This project is a simple sentiment analysis pipeline built in Python. It processes a CSV file of tweets, calculates a sentiment score for each tweet based on predefined lists of positive and negative words, and outputs the results to a new CSV file.
This was completed as the final project for the "Python Functions, Files, and Dictionaries" course in the University of Michigan's "Python 3 Programming" Specialization on Coursera.
/data: Contains the input data files (project_twitter_data.csv,positive_words.txt,negative_words.txt)./src: Contains the main Python logic with helper functions.sentiment_analysis.ipynb: The Jupyter Notebook used for the main analysis pipeline.
The sentiment score for each tweet is calculated using the following steps:
- The text of each tweet is cleaned by converting it to lowercase and stripping punctuation.
- Each word is then checked against the lists of positive and negative words.
- Positive Score is the total count of positive words found.
- Negative Score is the total count of negative words found.
- Net Score is calculated as:
Positive Score - Negative Score.
The Python script generates a resulting_data.csv file with the calculated sentiment scores.
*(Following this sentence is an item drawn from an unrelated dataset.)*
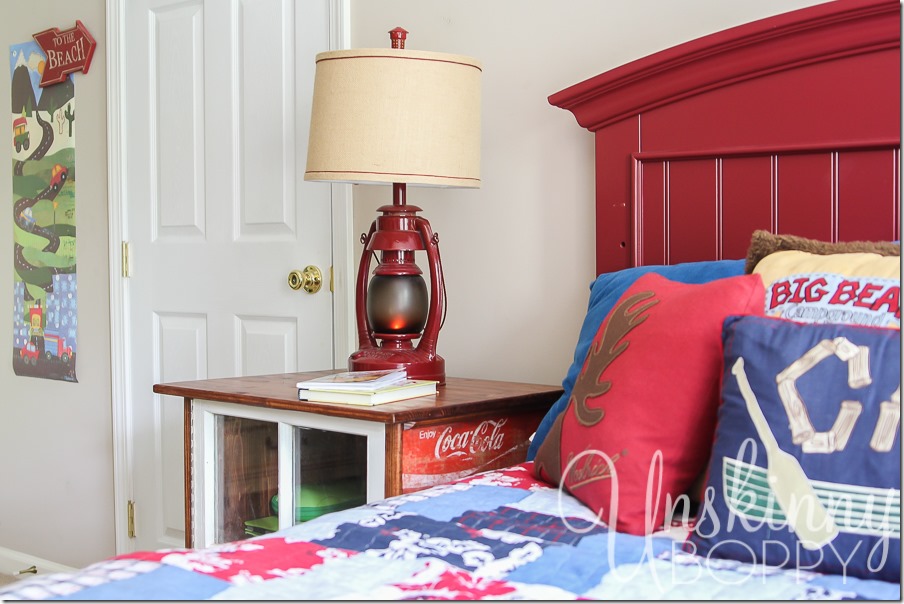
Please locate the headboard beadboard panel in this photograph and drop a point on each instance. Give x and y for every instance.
(790, 124)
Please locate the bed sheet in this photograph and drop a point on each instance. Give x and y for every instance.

This data was then imported into Google Sheets for visualization and further analysis.
To explore the relationship between the sentiment of a tweet and its popularity, a scatter plot was generated.
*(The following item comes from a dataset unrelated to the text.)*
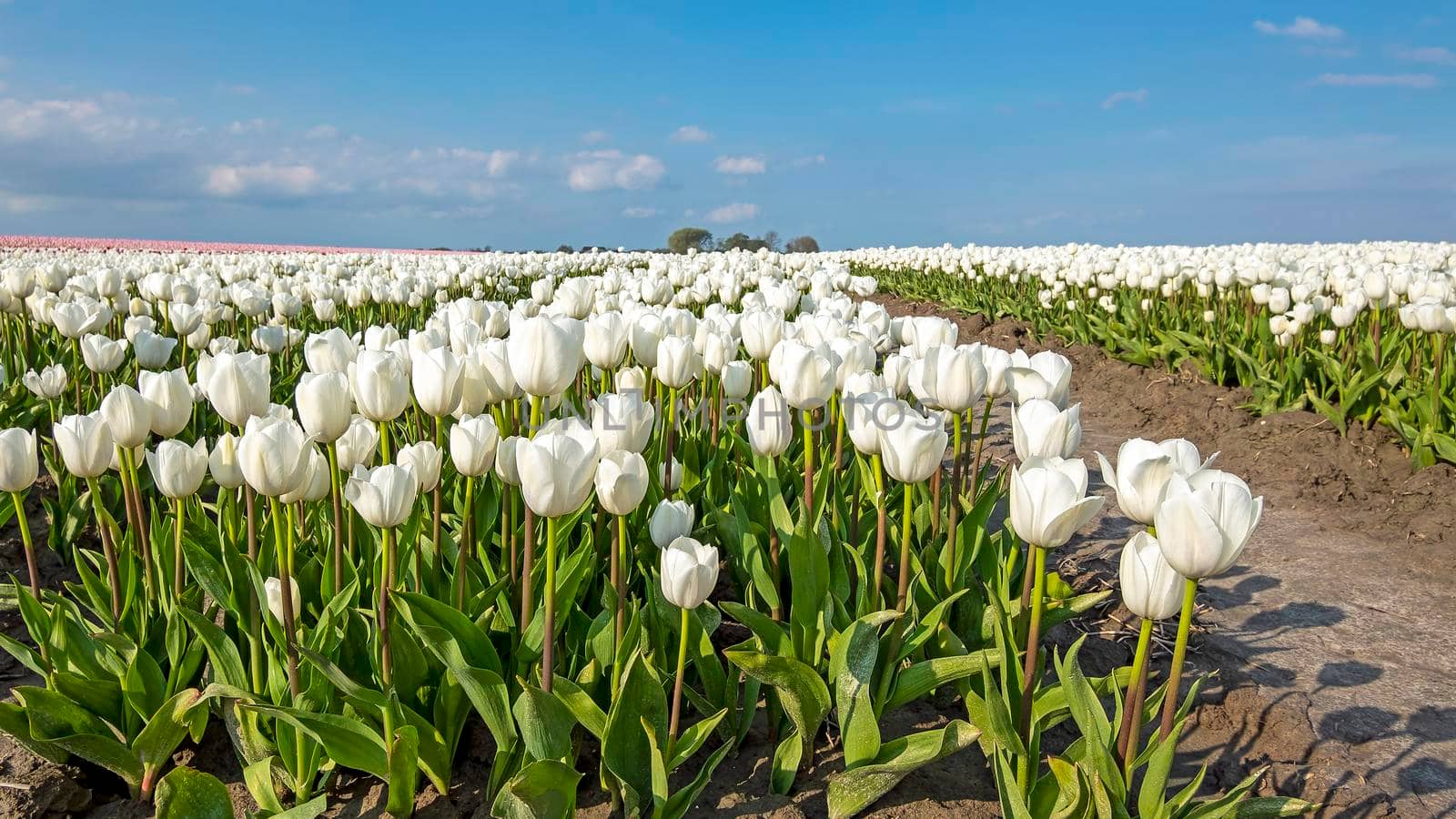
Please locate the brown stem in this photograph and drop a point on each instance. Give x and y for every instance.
(528, 562)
For this small set of data, it is hard to see a clear connection between a tweet's score and its number of retweets. The dots on the chart are all over the place. This means a tweet can be positive or negative and still not get many retweets.
But, it is interesting that the two tweets with the most retweets were also very positive. Also, the tweets with the most negative scores had zero retweets.
This could mean that positive tweets have a better chance of becoming popular. To know for sure, we would need to study a much larger amount of data.